X. fastidiosa subsp. fastidiosa strain M23 and subsp. multiplex strain Dixon were used for all inoculations. M23 was originally isolated from an ALSD-affected almond tree in Kern County, CA (Chen et al., 2005); Dixon was originally isolated from an ALSD-affected almond tree in Solano County, CA (Hendson et al., 2001). Bacteria were grown on periwinkle wilt agar as previously described (Davis et al., 1981). After 10 to 12 d growth at 28 °C, colonies were scraped from plates, washed three times in sterile H2O, and resuspended at an OD600 = 0.2. Each scion was inoculated with either M23 or Dixon by placing a 10-µL drop of bacterial suspension ≈5 to 10 cm above the graft union and piercing the stem under the drop with a needle; a second 10-µL drop was placed on the opposite side of the stem and pierced for a total of 20 µL inoculum per replicate. Eight to 18 replicates per genotype were inoculated with each bacterial strain and a similar number was set aside as non-inoculated controls.
Plant sampling.
Approximately 24 weeks after inoculation, symptom expression was assessed and samples were harvested to determine presence of X. fastidiosa. First, the distance between the graft union and the position of the lowest leaf remaining on the scion was measured. Second, two petioles were harvested from positions ≈30 cm above the graft union; for replicates exhibiting defoliation, the lowest two remaining petioles were taken. Finally, a 2-cm section of stem was harvested from a position 30 cm above the graft union. One P. webbii replicate only grew 25 cm above the graft union; so, for this seedling, petioles and the 2-cm stem segment were harvested at ≈20 cm above the graft union.

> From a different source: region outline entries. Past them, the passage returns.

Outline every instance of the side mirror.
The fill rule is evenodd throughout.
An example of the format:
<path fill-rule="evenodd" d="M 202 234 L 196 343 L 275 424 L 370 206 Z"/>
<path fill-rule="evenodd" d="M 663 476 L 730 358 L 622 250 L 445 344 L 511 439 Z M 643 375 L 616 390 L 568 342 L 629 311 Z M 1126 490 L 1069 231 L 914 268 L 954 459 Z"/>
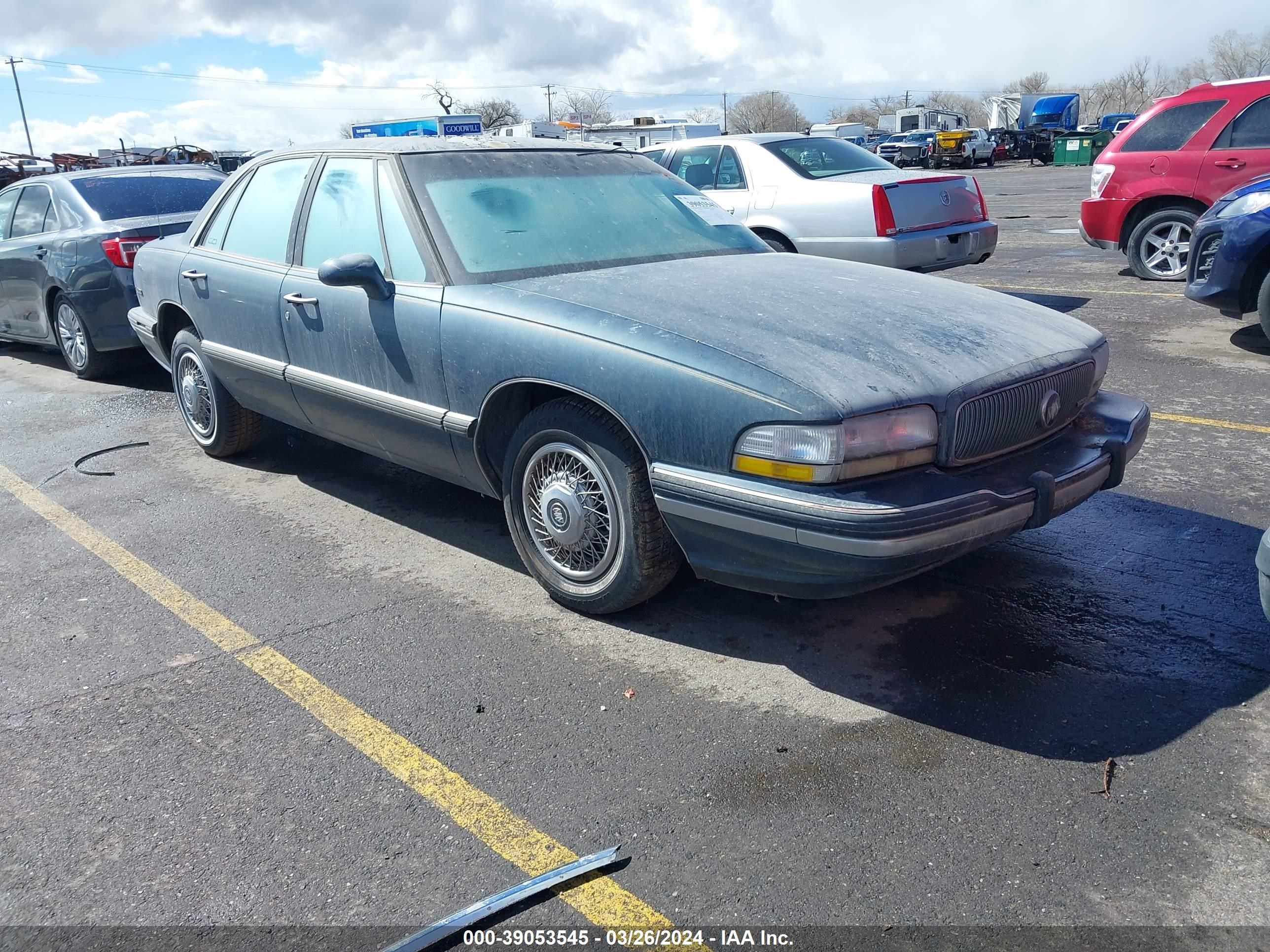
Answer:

X. fastidiosa quantitation.
X. fastidiosa titer in plant tissues (both petioles and stems) was measured by quantitative real-time polymerase chain reaction (qRT-PCR) using a Step One Plus RT-PCR machine (Applied Biosystems, Foster City, CA) as previously described (Ledbetter and Rogers, 2009). Data were compiled and analyzed in Excel (Version 2010; Microsoft Corporation, Redmond, WA) using the t test (two sample assuming unequal variances) and analysis of variance (single factor) functions as found in the Excel Analysis ToolPak Add-In.
Results
Defoliation.
ALSD symptoms on sweet almond (P. dulcis) can be expected to first appear as leaves with dead, brown edges and adjacent chlorotic areas (scorching) located mainly on the basal portion of the scion above the inoculation site. P. webbii, the susceptible parent, displayed very limited scorching on lower leaves starting 2 to 3 months after inoculation. At that point, P. webbii also began to defoliate, starting at the base of the scion. As the growing season progressed, the defoliation continued; classic scorching symptoms were observed on only a couple leaves on any of the 22 inoculated P. webbii seedlings (11 inoculated with each X. fastidiosa strain). The P66 hybrid displayed a similar defoliation and lack of scorching. At no point in the growing season was either scorching or defoliation observed on the resistant parent, ‘Harrow Blood’, or on any of the uninoculated controls.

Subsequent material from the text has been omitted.